Several participants reported that SEED had taught them how to budget irregular income — a skill that proved invaluable when work became unpredictable during lockdowns.
The pandemic also provided an unexpected control group. As the federal government distributed stimulus payments to all Americans, researchers could compare how SEED participants handled the money versus how the general population used similar unconditional payments.
The Political Aftermath
Mayor Tubbs lost his reelection bid in 2020, partly due to opposition to SEED and other progressive policies. His successor ended the program as scheduled but declined to pursue follow-up studies or permanent implementation.
This political shift highlighted one of universal basic income's biggest challenges: sustainability across changing administrations. Even successful programs can disappear when political winds shift.
The Broader Questions
Stockton's experiment answered some questions about universal basic income while raising others. The data clearly showed that unconditional cash payments don't create dependency or fund irresponsible spending among low-income recipients.
But larger questions remain unanswered. How would universal basic income work at scale?
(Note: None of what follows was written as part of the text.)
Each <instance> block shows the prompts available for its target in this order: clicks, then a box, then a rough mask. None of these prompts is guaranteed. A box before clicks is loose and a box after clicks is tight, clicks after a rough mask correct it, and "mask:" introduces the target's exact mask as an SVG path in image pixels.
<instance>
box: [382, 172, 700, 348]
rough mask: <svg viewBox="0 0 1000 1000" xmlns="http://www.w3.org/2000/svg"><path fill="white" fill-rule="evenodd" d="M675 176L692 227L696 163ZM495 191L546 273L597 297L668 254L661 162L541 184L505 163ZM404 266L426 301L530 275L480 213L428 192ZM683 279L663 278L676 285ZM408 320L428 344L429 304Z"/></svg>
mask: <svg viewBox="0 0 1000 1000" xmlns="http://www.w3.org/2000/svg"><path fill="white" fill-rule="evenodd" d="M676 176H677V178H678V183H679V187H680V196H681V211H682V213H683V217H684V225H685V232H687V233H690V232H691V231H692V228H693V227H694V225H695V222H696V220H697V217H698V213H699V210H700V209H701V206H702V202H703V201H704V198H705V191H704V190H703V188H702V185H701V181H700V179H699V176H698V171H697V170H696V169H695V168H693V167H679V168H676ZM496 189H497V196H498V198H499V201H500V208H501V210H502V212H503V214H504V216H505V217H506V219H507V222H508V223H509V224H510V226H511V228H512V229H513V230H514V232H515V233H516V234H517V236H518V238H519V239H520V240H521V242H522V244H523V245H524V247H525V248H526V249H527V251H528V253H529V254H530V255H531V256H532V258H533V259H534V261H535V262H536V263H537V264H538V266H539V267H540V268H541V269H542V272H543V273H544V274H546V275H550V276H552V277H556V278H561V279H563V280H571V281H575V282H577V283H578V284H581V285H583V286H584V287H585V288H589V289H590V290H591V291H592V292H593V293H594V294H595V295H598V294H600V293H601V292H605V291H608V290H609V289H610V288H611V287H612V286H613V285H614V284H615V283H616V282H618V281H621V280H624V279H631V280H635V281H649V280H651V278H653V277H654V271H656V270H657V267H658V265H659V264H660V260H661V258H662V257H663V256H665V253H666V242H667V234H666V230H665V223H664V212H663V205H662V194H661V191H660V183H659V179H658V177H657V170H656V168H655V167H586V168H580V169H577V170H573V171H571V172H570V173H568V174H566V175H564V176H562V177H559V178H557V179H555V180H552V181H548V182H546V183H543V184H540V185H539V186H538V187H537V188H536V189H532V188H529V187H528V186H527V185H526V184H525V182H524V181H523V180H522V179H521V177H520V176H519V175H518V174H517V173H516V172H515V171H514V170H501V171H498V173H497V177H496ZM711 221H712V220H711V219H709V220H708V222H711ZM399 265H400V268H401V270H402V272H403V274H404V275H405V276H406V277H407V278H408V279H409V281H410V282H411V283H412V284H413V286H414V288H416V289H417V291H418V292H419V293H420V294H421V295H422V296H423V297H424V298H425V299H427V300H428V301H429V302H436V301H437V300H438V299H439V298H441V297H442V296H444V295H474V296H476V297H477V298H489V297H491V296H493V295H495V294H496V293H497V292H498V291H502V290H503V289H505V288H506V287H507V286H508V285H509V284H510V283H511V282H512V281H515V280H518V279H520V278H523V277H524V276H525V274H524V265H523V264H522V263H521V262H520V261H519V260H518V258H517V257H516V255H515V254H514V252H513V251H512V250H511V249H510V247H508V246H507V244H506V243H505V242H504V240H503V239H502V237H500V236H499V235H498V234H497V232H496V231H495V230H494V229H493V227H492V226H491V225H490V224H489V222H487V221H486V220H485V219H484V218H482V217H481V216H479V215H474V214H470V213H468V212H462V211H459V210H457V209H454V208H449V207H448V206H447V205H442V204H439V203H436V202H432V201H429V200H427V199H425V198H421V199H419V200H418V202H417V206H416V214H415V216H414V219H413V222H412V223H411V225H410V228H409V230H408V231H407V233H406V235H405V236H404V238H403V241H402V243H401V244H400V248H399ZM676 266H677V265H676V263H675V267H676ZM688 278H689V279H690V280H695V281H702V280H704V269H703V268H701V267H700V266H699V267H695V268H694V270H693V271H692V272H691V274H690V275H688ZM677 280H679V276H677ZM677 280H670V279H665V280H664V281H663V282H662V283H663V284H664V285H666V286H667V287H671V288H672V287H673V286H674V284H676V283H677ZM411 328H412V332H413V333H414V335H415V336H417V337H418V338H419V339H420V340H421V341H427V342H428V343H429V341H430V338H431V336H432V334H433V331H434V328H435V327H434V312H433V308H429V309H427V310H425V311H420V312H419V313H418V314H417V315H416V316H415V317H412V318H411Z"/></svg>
What would happen if payments were larger or lasted longer? How would broader economic effects — inflation, labor markets, tax policy — influence outcomes?
The Quiet Revolution
Perhaps most importantly, Stockton demonstrated that Americans can handle financial freedom responsibly when given the chance. Participants used their payments to solve problems, invest in their futures, and improve their families' lives.
This finding challenges fundamental assumptions about poverty, work, and human nature that influence policy discussions across the political spectrum. It suggests that the barriers to economic mobility often have more to do with lack of resources than lack of motivation.
For a brief moment in a struggling California city, 125 families experienced what life might look like with genuine economic security. The results were quietly revolutionary — if anyone had been paying attention.